Dans une seconde affaire, un employé (régisseur) d’une université a été licencié avec effet immédiat car il s’était rendu au travail alors qu’il avait des symptômes du Covid-19 et que son subordonné, qui partageait son bureau, présentait un état grippal. Il était ensuite revenu au bureau après avoir subi un test antigénique positif. Selon le Tribunal fédéral, dès lors que de par sa fonction l’employé était chargé de faire respecter le plan de protection, avec le devoir d’exemplarité qui en découlait, son licenciement immédiat n’était pas contraire au droit, quand bien même il était employé par l’université depuis 24 ans (arrêt 8C_521/2022 du 26 avril 2023).
Altercation sur fond de restrictions sanitaires
Enfin, la dernière affaire n’a qu’un lien indirect mais important avec le Covid-19. Un employé engagé par la ville de Genève en qualité d’agent de sécurité et huissier remplaçant dans un musée a été licencié avec effet immédiat en raison d’une altercation avec un visiteur. L’employé s’était d’abord énervé avec celui-ci face à son instance à vouloir un café alors que le restaurant du musée était fermé en raison des restrictions sanitaires. Plus tard, à l’extérieur, une discussion houleuse s’en était suivie au cours de laquelle l’employé avait traité le visiteur de «connard fini».

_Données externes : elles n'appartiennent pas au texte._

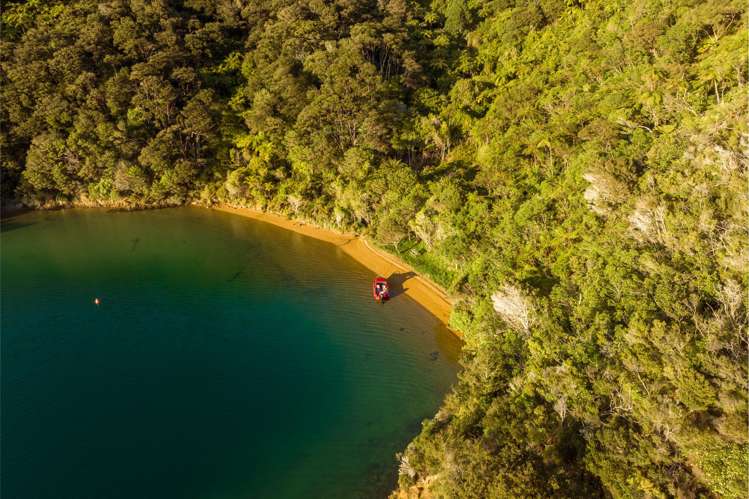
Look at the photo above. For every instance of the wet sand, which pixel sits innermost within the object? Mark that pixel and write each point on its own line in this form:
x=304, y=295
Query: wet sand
x=402, y=277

Selon le Tribunal fédéral, le comportement de l’employé n’était pas suffisamment grave pour justifier une rupture du lien de confiance et son licenciement immédiat pour justes motifs. Il fallait notamment tenir compte du fait que, selon le rapport d’un hôpital, le vaccin contre le Covid-19 reçu par l’employé la veille de l’altercation avait pu, au vu des effets indésirables répertoriés de ce vaccin, avoir joué un rôle prépondérant dans l’insomnie et l’épisode d’agitation qui s’en sont ensuivis (arrêt 8C_147/2022 du 23 novembre 2022).
Il n’est guère possible de tirer des conclusions générales précises de ces jurisprudences qui dépendent fortement des règles (de fonction publique) applicables et des circonstances des cas d’espèces. Le Tribunal fédéral paraît toutefois admettre que les employeurs aient pu faire preuve d’une certaine sévérité à l’encontre de personnes employées qui n’avaient pas respecté les plans de protection contre le covid.